Making sense of Cape Town using NLP

Speaker: Gordon Inggs

Track: Data Science

Type: Talk

Room: Ballroom

Time: Oct 11 (Fri), 11:00

Duration: 0:45

In this talk, I will describe how Natural Language Processing helped the City of Cape Town understand itself better. By doing so, I will hopefully illustrate how Machine Learning can be applied in the context of a large organisation, with pre-existing formal structures.

Several months ago, I was asked to help identify City employees who perform "data-intensive" work. After several fruitless keyword searches across the City's formal job description data, we turned to the excellent spaCy NLP library to help make sense of the data. And spaCy quickly yielded useful results: understanding of human resource gaps, audience segmentation for internal communication purpose, identification of potential beta testers for new tools, and more.

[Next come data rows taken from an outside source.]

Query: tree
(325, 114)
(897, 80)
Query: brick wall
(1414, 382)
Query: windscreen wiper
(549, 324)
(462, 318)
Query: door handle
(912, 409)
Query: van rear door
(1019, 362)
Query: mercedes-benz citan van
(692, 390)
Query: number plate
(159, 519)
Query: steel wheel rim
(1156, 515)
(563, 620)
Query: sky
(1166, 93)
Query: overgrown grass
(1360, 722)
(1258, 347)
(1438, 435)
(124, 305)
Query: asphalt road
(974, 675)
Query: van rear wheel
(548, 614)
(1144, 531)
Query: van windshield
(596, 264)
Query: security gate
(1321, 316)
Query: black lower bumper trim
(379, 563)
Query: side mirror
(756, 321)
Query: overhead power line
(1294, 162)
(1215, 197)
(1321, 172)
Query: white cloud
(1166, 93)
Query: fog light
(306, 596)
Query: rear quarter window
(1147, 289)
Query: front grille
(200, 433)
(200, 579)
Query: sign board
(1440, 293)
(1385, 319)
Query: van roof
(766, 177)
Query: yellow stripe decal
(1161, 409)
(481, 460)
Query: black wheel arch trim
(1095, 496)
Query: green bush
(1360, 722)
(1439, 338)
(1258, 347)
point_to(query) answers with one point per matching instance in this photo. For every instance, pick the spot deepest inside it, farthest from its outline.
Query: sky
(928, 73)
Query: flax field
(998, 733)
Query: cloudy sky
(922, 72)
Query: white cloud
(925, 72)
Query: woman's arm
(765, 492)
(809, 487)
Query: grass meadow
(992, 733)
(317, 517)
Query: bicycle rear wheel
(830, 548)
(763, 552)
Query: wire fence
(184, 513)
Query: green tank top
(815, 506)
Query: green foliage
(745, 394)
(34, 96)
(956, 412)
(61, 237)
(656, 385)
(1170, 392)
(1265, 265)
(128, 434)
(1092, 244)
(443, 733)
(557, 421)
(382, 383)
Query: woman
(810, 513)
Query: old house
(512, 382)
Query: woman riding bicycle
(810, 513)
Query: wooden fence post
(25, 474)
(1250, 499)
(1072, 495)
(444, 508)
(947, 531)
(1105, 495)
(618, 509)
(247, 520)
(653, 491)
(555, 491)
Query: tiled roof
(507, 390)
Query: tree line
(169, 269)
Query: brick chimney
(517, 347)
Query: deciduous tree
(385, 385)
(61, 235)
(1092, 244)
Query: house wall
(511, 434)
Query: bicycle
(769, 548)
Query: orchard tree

I will first describe how we embedded the semi-structured formal job descriptions into a vector space using spaCy's large English language model; secondly, how we then embedded phrases of interest, such as "data", into that same vector space. Once everything was in the same vector space, we used various distance measures to assess the "relevance" of the search phrases to the job description. It is these relevance measures that we used to understand the dynamics within the HR dataset.

This talk will appeal to anyone interested in how data science can find a place in a large public organisation. This talk also has practical value to anyone interested in doing a bit of NLP, but are unsure where to start.